As defending champion, the sense of belonging was natural. Perhaps that explained Anirban Lahiri's gesture as he approached the head table. Stepping aside, he ushered in Ben Fox and Chiragh Kumar with an extended palm. It was after ensuring that the fellow pros had seated themselves, did Lahiri take his designated spot.
Surveying the small gathering, a slight smile played, which grew into a grin as the first question came his way. A hark back to the Panasonic Open and Lahiri went through his lines again. "The win last year (his first on the Asian Tour) kick-started my good run."
It was the focus on "keeping form" that helped him emerge stronger from a slump midway and go on to notch up almost back-to-back triumphs last month.

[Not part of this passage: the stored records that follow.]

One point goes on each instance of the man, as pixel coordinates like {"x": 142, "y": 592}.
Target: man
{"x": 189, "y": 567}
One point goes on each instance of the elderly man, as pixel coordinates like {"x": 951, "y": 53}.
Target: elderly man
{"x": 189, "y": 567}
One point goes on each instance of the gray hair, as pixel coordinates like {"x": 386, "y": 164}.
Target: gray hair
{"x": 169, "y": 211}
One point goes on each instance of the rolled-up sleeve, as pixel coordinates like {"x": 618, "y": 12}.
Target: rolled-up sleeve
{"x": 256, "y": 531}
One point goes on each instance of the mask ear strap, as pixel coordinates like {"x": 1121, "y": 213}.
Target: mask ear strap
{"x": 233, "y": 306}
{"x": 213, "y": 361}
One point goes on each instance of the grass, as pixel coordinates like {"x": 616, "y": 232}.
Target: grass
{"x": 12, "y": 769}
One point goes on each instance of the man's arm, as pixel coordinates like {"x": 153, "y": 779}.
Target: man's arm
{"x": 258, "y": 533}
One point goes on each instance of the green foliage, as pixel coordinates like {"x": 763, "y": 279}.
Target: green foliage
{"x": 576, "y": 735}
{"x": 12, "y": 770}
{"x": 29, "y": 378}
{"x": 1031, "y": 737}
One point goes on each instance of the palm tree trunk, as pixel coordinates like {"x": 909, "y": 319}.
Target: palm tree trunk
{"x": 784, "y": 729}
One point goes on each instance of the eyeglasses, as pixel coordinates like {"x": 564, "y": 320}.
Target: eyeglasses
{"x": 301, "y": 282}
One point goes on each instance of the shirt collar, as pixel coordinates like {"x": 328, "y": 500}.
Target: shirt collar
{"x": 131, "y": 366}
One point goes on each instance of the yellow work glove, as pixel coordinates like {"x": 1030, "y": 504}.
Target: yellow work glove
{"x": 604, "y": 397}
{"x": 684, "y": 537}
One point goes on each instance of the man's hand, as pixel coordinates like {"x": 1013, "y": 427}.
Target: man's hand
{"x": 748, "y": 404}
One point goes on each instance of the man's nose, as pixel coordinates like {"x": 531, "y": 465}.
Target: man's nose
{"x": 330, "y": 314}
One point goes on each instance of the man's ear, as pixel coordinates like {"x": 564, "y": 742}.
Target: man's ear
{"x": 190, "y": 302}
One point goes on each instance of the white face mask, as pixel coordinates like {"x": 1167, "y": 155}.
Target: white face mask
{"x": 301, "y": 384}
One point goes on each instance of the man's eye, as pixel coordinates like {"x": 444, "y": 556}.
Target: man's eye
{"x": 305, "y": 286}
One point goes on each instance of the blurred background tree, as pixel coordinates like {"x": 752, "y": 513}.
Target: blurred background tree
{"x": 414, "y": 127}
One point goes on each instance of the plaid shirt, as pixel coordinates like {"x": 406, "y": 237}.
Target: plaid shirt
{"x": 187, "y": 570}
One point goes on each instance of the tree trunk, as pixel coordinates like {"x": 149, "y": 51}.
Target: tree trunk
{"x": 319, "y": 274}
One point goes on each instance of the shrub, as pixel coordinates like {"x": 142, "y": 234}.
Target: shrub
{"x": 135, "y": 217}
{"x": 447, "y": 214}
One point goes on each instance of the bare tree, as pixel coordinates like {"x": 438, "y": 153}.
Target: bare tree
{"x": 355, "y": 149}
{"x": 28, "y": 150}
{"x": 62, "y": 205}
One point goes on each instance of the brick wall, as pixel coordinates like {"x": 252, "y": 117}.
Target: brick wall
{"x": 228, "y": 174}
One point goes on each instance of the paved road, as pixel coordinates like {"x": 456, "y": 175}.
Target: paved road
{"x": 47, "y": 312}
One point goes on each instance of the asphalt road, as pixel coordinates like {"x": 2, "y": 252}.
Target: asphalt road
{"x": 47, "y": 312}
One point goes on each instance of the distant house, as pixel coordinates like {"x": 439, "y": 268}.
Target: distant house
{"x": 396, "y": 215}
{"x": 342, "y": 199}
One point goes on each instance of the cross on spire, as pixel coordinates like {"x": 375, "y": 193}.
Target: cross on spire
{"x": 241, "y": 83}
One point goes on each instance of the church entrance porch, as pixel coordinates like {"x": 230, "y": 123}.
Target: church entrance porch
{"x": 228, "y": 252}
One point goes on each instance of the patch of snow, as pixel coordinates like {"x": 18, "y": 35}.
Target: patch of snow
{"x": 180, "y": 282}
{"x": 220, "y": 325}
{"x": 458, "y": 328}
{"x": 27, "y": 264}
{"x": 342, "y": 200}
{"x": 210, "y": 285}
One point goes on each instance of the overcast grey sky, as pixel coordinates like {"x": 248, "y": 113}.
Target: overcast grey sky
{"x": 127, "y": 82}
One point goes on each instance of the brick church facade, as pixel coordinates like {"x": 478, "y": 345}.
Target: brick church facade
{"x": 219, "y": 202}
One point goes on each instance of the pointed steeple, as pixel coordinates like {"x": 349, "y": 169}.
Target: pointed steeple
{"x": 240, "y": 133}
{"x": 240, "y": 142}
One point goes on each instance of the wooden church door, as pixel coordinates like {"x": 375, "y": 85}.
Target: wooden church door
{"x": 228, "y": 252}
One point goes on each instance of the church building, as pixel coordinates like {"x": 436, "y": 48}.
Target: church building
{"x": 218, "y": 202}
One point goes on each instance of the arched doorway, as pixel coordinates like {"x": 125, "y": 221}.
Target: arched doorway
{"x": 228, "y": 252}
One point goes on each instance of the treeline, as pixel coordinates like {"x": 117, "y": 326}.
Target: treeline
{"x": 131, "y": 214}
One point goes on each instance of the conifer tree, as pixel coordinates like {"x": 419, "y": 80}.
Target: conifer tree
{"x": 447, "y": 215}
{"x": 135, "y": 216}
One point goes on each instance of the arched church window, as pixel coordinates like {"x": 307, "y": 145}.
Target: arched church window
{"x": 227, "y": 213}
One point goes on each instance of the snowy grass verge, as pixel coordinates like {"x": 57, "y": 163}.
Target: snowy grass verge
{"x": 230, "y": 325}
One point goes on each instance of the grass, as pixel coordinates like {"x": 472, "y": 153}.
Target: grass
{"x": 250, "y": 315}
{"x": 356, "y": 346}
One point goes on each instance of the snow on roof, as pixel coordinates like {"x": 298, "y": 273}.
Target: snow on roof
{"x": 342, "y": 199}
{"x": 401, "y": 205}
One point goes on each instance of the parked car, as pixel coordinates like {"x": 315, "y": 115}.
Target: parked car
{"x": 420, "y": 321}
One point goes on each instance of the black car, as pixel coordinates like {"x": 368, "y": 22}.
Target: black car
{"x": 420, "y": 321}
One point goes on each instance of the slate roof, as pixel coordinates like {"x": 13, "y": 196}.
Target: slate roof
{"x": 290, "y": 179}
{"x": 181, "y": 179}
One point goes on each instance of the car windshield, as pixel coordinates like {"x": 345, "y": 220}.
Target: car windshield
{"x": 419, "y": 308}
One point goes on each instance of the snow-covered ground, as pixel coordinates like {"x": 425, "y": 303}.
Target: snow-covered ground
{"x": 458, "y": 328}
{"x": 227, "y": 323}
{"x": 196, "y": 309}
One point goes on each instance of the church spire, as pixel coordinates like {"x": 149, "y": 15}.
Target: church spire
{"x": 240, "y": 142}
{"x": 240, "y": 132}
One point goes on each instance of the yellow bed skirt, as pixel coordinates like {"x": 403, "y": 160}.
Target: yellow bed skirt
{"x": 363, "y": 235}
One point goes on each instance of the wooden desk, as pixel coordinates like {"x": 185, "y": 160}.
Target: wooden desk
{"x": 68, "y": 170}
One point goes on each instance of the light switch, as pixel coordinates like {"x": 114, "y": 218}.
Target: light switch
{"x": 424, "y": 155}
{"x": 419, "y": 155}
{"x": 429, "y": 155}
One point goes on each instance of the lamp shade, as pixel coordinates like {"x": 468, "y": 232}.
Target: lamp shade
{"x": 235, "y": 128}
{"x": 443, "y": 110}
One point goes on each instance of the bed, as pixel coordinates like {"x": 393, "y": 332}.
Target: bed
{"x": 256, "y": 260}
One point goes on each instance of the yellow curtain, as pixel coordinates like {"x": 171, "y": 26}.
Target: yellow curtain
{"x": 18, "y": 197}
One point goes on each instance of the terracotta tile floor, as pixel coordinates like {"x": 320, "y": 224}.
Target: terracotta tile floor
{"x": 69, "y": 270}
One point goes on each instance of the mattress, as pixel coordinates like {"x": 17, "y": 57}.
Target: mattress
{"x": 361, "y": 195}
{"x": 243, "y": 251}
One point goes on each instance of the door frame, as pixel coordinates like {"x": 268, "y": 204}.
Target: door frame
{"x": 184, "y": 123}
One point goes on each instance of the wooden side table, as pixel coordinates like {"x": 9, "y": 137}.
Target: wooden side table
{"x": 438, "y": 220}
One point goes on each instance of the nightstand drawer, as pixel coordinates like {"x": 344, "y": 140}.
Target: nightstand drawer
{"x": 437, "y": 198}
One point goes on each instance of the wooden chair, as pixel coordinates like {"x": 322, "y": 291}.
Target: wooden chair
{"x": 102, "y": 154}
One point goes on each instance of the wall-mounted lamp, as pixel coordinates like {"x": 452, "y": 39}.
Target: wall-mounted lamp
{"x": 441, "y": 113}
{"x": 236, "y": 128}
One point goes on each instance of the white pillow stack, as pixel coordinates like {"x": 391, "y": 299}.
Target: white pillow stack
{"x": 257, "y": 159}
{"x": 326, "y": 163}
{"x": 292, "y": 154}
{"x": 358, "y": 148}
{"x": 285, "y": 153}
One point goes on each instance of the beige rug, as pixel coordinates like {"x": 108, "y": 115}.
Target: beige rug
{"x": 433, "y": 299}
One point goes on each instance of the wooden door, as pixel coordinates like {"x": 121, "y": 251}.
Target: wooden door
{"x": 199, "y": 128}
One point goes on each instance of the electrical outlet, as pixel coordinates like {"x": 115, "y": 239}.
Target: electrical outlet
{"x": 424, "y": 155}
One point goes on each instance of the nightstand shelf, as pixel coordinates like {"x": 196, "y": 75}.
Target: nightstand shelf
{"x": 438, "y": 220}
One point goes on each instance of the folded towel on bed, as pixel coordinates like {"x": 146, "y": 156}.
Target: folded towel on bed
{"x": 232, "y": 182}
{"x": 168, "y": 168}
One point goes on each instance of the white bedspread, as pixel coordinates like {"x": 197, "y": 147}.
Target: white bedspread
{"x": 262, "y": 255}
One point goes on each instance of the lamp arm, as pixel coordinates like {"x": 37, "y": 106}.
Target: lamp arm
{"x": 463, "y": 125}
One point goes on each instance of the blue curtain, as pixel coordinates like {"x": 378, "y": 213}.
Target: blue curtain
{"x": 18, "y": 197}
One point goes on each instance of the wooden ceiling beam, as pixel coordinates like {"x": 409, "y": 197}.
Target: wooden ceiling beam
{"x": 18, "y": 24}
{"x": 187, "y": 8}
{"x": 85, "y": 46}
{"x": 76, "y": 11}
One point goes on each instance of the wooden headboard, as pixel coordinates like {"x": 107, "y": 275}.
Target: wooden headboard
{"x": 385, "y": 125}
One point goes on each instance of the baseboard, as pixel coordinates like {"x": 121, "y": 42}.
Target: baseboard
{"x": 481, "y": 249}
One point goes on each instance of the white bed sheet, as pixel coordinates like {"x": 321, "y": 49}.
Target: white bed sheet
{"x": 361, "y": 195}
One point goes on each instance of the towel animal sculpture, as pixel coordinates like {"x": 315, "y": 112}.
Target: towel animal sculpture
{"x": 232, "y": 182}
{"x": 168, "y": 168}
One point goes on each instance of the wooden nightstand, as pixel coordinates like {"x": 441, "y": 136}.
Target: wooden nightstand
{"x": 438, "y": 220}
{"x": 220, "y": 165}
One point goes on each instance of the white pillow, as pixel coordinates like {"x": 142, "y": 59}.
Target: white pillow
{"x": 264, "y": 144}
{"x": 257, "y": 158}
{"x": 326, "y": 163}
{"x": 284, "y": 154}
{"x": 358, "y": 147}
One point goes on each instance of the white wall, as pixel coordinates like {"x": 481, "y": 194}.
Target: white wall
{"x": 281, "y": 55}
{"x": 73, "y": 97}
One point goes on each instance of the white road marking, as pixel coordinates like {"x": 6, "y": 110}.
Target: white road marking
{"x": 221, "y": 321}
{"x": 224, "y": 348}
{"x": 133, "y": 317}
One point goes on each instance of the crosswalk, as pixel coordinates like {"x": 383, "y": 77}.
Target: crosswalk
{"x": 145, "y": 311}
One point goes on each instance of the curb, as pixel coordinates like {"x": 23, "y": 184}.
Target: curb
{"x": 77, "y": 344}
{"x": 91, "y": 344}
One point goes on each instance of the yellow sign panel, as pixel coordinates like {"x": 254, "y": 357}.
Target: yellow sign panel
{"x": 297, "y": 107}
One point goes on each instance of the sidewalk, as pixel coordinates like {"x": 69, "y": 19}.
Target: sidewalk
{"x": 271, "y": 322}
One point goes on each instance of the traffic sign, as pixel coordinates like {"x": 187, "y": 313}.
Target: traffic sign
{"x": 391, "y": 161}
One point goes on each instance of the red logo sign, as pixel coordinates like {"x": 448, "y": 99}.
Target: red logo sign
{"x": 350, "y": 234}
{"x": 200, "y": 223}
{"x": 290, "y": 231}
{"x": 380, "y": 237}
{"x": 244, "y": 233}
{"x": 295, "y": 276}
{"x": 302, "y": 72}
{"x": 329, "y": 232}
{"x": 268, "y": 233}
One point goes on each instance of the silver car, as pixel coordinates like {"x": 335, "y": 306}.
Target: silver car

From the start of the season, Lahiri has been listing the benefits of meditation, and the almost back-to-back triumphs at the SAIL-SBI Open and The Open Championship International Final Qualifying - Asia last month meant it was a matter of time before the conversation meandered to the subject, and the 24-year-old was asked to share his experience with vipassana.
"What kind of a schedule do you follow?" The question had struck a raw chord. Taking off the heavily-embossed cap, he replied, "The routine demands an hour each in the morning and evening, but given our schedule, its difficult to devote that kind of time. There is a conscious effort to put in 45 minutes a day, but if I don't end up doing that, whatever time I can snatch on the course (stoppages, etc) is put to use."
The urge for better compliance stays with him, but the lessons learnt have helped him to be "more at peace". Accepting things as they come - on or off the course, means the smile rarely leaves the lips.